人に向き合わず、課題に向き合う(問題解決における対話の基本 その①)
前回は「生産性」を考える上で、「VE」という概念について紹介をさせていただきました。
では、仕事の生産性を高めるために、そのはたらきの要素を分解してみましょう。
以下に一つの切り口として、仕事を3つの種類に分類をしてみました。
第1の仕事・・・価値創造業務、本業の顧客に対して価値を提供する仕事
第2の仕事・・・社内での情報共有や意思決定のための仕事
第3の仕事・・・自分が成長をしたり、後輩を育成したり、人が成長するための仕事
実際の業務改善の取り組みでは具体的な仕事まで要素分解をしていく必要がありますが、
殆どの仕事において通用するマクロ的な切り口で考えてみたいと思います。
これらの仕事を限られた時間の中でどのように回していく工夫を考えてみましょう。
『第1の仕事(顧客に対して価値を生み出す価値創造業務)』の比率を高め、
『第2の仕事(社内での情報共有や意思決定のための会議や報告書作成)』の時間を削減することが
企業としての生産性を高める一つのポイントになります。
昨年12月26日の日経新聞の朝刊に
「味の素(株)が社内会議と資料作りに業務時間の約半分を費やしていた」という記事もありましたが、
コミュニケーション力、情報伝達能力を磨かないと、
知らず知らずのうちに増えてしまうのが第2の仕事の特徴かと思います。
■ 第2の仕事(会議や報告書作成)の削減
では、どのようにして「第2の仕事」を減らせば良いのでしょうか?
「C(コスト=時間)」だけに着目していると、本来必要な機能が失われるリスクがあります。
過剰なものは削減することも必要ですが、
「F(機能・はたらき)」から考えることを大事にして欲しいと思います。
この生産性を高める鍵はゴール思考、目的思考にあります。
例えば、会議の報告一つを取っても、「単なる情報の伝達」なのか、
「自分を奮い立たせるための決意表明」なのか、「成果のアピール」なのか、
様々なはたらき(目的)で行われています。
上司が「部下の悩みを聞いて解決したい」と考えてMTGを開いても、
「上司に突っ込まれないように問題を隠す」ことが部下の目的になっていれば、
その会議だけでなく資料作成の時間も無駄な時間となってしまうということです。
この目に見えない目的を使い分けることが下手な人や企業がまだまだ多いと感じます。
日本はハイコンテクスト文化であり、曖昧な言語表現ができるのが日本語の特徴だと思います。
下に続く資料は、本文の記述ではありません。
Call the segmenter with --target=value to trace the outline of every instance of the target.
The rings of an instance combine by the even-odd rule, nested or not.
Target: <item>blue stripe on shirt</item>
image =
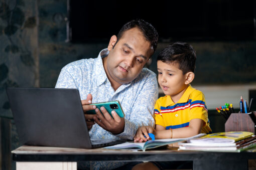
[[[166,130],[170,129],[177,129],[178,128],[184,127],[188,126],[189,125],[189,122],[187,122],[187,123],[185,123],[183,124],[178,124],[177,125],[166,126],[165,127],[165,128],[166,129]]]

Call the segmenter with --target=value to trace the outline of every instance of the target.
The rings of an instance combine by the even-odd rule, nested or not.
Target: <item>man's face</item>
[[[124,32],[113,49],[115,43],[111,44],[111,41],[104,64],[106,73],[111,83],[113,81],[120,84],[129,83],[141,73],[153,49],[137,28]]]

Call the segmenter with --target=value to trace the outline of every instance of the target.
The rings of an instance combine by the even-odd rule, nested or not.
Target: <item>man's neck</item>
[[[107,70],[107,62],[106,62],[107,60],[107,56],[102,58],[102,62],[103,62],[103,66],[104,67],[104,70],[105,70],[105,72],[106,73],[106,75],[107,75],[107,79],[110,82],[111,86],[114,89],[114,91],[115,91],[119,88],[119,87],[121,86],[121,85],[122,84],[114,81],[114,80],[113,80],[112,78],[112,77],[111,77],[111,76],[109,75],[108,71]]]

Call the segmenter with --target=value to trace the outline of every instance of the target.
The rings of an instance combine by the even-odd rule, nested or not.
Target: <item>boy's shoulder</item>
[[[198,98],[198,99],[202,100],[202,99],[204,99],[204,95],[203,93],[199,90],[193,88],[191,86],[191,90],[190,91],[190,99],[196,99]]]

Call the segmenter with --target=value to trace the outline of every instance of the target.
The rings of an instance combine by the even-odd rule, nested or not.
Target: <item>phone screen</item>
[[[111,114],[111,112],[113,110],[115,111],[120,117],[123,117],[123,116],[124,116],[124,114],[121,107],[121,105],[118,101],[93,103],[90,105],[95,105],[96,108],[98,108],[99,110],[100,110],[100,107],[102,106],[105,107],[112,117],[113,117],[113,116]],[[96,114],[96,112],[95,110],[91,110],[87,111],[86,114]]]

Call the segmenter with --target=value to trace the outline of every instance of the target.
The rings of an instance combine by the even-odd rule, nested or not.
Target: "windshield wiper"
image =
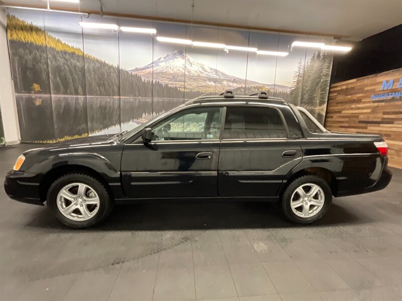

その影響もあってここは意図的に磨いていかないと組織として身につきません。
(参考: http://mbp-japan.com/tokyo/penetra/column/47107/)
会議の要件を満たした上で、自分なりの目的を加えていくことも大事になります。
なんとなく「何か学べれば良いな」とゴールを持たずに会議に参加するのか、
「今日はこの問題を解決したい」とゴールを決めて望むのでも差があります。
そういう目に見えない目的や意味合いをしっかり考える手間を惜しまないことで、
無駄な仕事をしなくてすませるようになっていきます。
■第3の仕事(育成と成長)の取り組み方
では、「自分を成長させる/人を育てる活動(第3の仕事)」については如何でしょうか?
人を育てるには時間がかかりますが、
求められる業務水準が上がり、手をかけることが必要な時代になっています。
この「人を育てる」という機能をどのように業務の中に組み込んでいくかということも
知恵をしぼる必要があります。
基本は、「目の前の仕事の実践を通じて学び成長する(OJT=On the Job Training)」です。
「第1の仕事」「第2の仕事」を遂行することがそのまま「第3の仕事」になるように
二つの目的を持って取り組むことが最も効率的です。
「第1の仕事」において、挑戦的な分野を担当していくと
「価値創造業務」はそのまま成長につながります。
できる仕事だけをこなしているとそのツケは後で必ず返ってきます。
また、「第2の仕事」においては、
会議への参加を通じて、考え方や情報伝達能力を磨くことは十分可能です。
「やるべきこと/やるべきでないことをうまく整理できているか」
「自分のメッセージは伝わったか」「相手を動かすことはできたのか」と
自分のチェックポイントを持って工夫をしていけば、自然と「第3の仕事」になるということです。
このOJTの進め方に関しては数々の研究がなされており、原理原則が存在します。
ここは次回以降のコラムで詳しく紹介をさせていただきますが、
1年のスタートにやるべき仕事の整理をして良いスタートを切って頂きたいと思います。